Medical professionals themselves, are even starting to admit it. Neurologists, actually, happen to be the ones that are most likely to inform the patient about the increased disputed efficacy, because most of the time they aren't the ones treating people for psychiatric disorders and don't have the risk of losing a patient when they tell them that, whereas psychiatrists do.


----------



## Inshallah (May 11, 2011)

Ssri's work great, most people report they are very happy with the difference these make. (the positive effects, side effects other story) A lot of people are still ALIVE thanks to them. You saying they have questionable efficacy is assinine. The statistics don't lie either. You can't expect to sit in your room all day, take a pill and expect the whole world to turn bright in an instant. I'm also wondering if you are even really depressed if they are not working for you.


----------



## Inshallah (May 11, 2011)

Context Antidepressant medications represent the best established treatment for major depressive disorder, but there is little evidence that they have a specific pharmacological effect relative to pill placebo for patients with less severe depression.

LOL, just what I thought


----------



## Inshallah (May 11, 2011)

*do you actually read the links you post?*

Conclusions The magnitude of benefit of antidepressant medication compared with placebo increases with severity of depression symptoms and may be minimal or nonexistent, on average, in patients with mild or moderate symptoms. *For patients with very severe depression, he benefit of medications over placebo is substantial.*


----------



## TyrosineKinase (Jan 20, 2010)

Inshallah said:


> Ssri's work great, most people report they are very happy with the difference these make. (the positive effects, side effects other story) A lot of people are still ALIVE thanks to them.
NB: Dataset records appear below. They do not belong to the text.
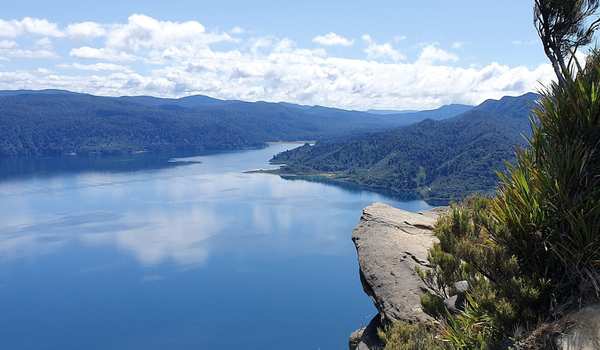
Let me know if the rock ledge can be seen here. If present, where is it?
[350,203,443,349]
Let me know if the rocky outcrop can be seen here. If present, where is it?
[350,203,441,350]
[556,305,600,350]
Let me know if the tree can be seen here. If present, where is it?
[534,0,600,84]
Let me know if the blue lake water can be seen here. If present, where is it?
[0,144,428,350]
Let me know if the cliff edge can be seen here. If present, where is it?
[350,203,445,350]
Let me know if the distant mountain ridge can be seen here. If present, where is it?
[0,90,474,156]
[272,93,539,204]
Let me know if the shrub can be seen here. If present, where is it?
[412,52,600,349]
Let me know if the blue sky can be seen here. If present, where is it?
[0,0,551,109]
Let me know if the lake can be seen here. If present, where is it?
[0,143,429,350]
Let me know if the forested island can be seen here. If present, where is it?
[272,93,539,204]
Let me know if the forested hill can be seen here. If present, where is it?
[0,90,471,156]
[272,93,538,203]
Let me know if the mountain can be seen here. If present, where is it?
[0,90,468,156]
[272,93,538,203]
[367,109,418,115]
You saying they have questionable efficacy is assinine. The statistics don't lie either. You can't expect to sit in your room all day, take a pill and expect the whole world to turn bright in an instant. I'm also wondering if you are even really depressed if they are not working for you.
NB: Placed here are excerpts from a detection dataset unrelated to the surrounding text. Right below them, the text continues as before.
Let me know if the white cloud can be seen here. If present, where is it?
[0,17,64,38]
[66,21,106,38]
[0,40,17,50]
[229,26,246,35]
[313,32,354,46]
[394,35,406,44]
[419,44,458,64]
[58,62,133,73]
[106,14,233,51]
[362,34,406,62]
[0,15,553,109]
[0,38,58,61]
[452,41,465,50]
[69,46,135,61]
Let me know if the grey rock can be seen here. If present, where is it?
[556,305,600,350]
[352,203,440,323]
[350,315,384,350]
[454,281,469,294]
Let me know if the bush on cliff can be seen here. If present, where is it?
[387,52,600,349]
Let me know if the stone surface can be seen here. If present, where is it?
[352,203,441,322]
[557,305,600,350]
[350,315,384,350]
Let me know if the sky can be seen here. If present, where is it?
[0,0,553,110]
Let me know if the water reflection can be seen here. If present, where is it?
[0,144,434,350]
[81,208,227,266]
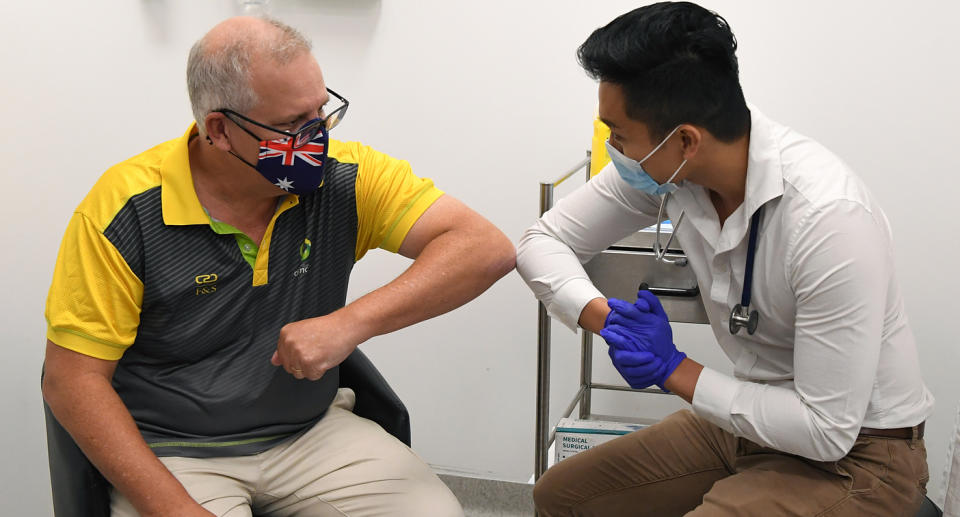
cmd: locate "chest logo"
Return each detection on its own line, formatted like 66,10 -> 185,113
193,273 -> 219,296
300,239 -> 311,262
*Listen, lets not derail this topic further* by going into a debate regarding the efficacy of antidepressants. It was a simple aside on my part that drew upon parallels with the topic of the post, buspar. I'm not saying nobody is experiencing benefit from SSRIs. I am simply saying that their efficacy is low, meaning that they aren't going to help out all that many people. I also understand your statement regarding "you can't sit in your room all day...". Everyone who has a formal education in psychology knows that they key to treatment is a combination of therapy and medication and actually working through the issues.

And honestly, how can you say "Do you actually read the links you post"?

This is what you said...


> i stopped reading after you *said antidepressants have questionable efficacy.* Are you for real? They work great for the *people that NEED them most of the time.* Sounds like you're expecting them to be legalized mdma?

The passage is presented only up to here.